The executive branch of the Student Assembly is consolidating, offering applicants just 30 positions instead of the 50 offered last year under the direction of the new president Kaveh Sadeghian ’12 and vice president Molly Bulman ’12. The positions and applications for those positions were posted on the SA website last week.
The executive branch, responsible for student advocacy on campus, is an extension of the president’s and vice president’s offices. It is composed of seven different departments, including the Department of Diversity Initiatives, the Department of Finance, the Department of Health and Safety, the Department of Public Engagement, the Department of Student Life, the Department of Student Rights and the Department of College Policy.

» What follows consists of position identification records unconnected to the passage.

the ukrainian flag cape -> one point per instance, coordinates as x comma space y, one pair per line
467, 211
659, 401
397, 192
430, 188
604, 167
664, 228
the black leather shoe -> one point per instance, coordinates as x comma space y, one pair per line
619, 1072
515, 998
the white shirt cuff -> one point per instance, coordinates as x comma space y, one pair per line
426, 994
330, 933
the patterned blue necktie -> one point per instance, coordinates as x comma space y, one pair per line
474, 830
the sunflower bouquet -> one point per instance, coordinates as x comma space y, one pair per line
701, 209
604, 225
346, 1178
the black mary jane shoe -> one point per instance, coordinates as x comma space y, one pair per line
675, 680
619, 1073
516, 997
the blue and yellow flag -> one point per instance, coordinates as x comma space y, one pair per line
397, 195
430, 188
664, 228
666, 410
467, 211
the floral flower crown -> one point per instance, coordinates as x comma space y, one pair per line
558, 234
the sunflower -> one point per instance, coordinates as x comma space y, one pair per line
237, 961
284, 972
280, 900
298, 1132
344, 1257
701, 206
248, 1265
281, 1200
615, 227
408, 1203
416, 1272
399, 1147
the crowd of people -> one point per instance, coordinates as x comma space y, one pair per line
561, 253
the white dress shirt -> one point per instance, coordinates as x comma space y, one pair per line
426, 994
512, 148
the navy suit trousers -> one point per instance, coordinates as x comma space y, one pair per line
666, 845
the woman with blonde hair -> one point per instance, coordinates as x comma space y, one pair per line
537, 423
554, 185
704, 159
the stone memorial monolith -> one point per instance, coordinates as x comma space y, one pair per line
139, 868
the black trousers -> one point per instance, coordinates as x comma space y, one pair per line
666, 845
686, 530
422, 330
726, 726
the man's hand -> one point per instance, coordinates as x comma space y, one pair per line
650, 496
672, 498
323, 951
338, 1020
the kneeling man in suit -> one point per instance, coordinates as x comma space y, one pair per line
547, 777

“Last year, we consolidated the executive [branch] from 87 people to 50 people, but 50 people was still a lot to manage,” Sadeghian said. “By reducing numbers, I hope to make SA members more accessible to students on campus.”
Sadeghian also expressed a desire to increase efficiency and improve coordination and teamwork among the different departments as a reason for the consolidation.
“The downside of having a large number of students in the executive is that it can be hard to manage that many people effectively,” former senator Ryan Ruzic J.D. ’11 said. “The president and vice president this year believe that they can get results with a smaller group of students.”
Ruzic and Sadeghian also mentioned that in past years the executive branch has struggled to maintain accountability from the numerous undersecretaries.
“Undersecretary retention was very difficult,” Sadeghian said.
Consolidation will take place in numerous departments. Bulman explained that the two biggest changes would be the merging of the Outreach and Student Life Departments, as well as the re-designing of the Public Affairs Department, which has now become the Department of Public Engagement.
“Kaveh and I spent about two weeks going through each executive position, evaluated its role in the overall organization, and spoke to former secretaries and undersecretaries about their experiences. Now, each position has a purpose and a place in the overall organization,” Bulman said of the streamlining process.
The new application offers students more of an opportunity to get creative.
“We included an optional submission form that accepted anything. We’ve been getting everything from resumes to funny photos,” Sadeghian said.
Another change in the application was the creation of a “write-in” category. Applicants were given the opportunity to write in undersecretary positions they felt the SA was missing. Sadeghian and Bulman were so impressed with one of the write-ins that they offered the applicant the position she had created.
Ruzic supported the decision to consolidate.
“Kaveh and Molly believe that a smaller executive will help them better advocate for the many issues and needs of the students here at William and Mary,” Ruzic said. “We won’t ever really know the degree to which this decision affects the job they do, but if at the end of next year they’ve done a lot of good for the students, I think we can safely say they made the right choice.”